# Baby food ingredients



## Pandamom (May 23, 2014)

A lot of the organic based baby foods I'm seeing in stores have some small amount of lemon juice and/or ascerbic acid. Is this ok for a hedgie? It must be to preserve the food a bit but I'm hesitant to try them! What brands/flavours do you all find are yummiest?


----------



## sc2001 (Oct 12, 2014)

I'm not sure about the lemon juice question but hopefully someone else can help you with that one. But, my hedgie loves chicken baby food. I've also heard that hedgies go crazy over sweet potato baby food! My hedgie has never tried it but im planning on buying it soon


----------



## HedgiePome (Mar 27, 2014)

I got Cookie a banana, apple, pear mix from Gerber because I know he loves bananas. He really likes it. Later on I plan on trying the chicken.

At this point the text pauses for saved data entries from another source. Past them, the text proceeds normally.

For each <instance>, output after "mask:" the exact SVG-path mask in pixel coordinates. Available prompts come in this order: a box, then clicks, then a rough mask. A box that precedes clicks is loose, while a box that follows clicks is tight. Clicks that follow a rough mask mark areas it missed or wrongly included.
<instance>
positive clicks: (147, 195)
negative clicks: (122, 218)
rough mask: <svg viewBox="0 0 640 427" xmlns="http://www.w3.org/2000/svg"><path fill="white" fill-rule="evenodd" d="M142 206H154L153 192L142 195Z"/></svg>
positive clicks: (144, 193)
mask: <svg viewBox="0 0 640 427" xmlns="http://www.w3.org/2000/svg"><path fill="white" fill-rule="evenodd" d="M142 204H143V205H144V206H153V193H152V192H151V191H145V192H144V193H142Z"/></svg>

Dont know the answer to the other questions unfortuantely.


----------



## Prickerz (Sep 17, 2014)

Both ingredients are natural, I can't see why it would be a problem.

http://en.wikipedia.org/wiki/Ascorbic_acid


----------



## DesireeM81 (Jun 14, 2014)

I use the ones with lemon juice/ascorbic acid and my hedgies have been fine. I think the amount is so small it isn't a concern.


----------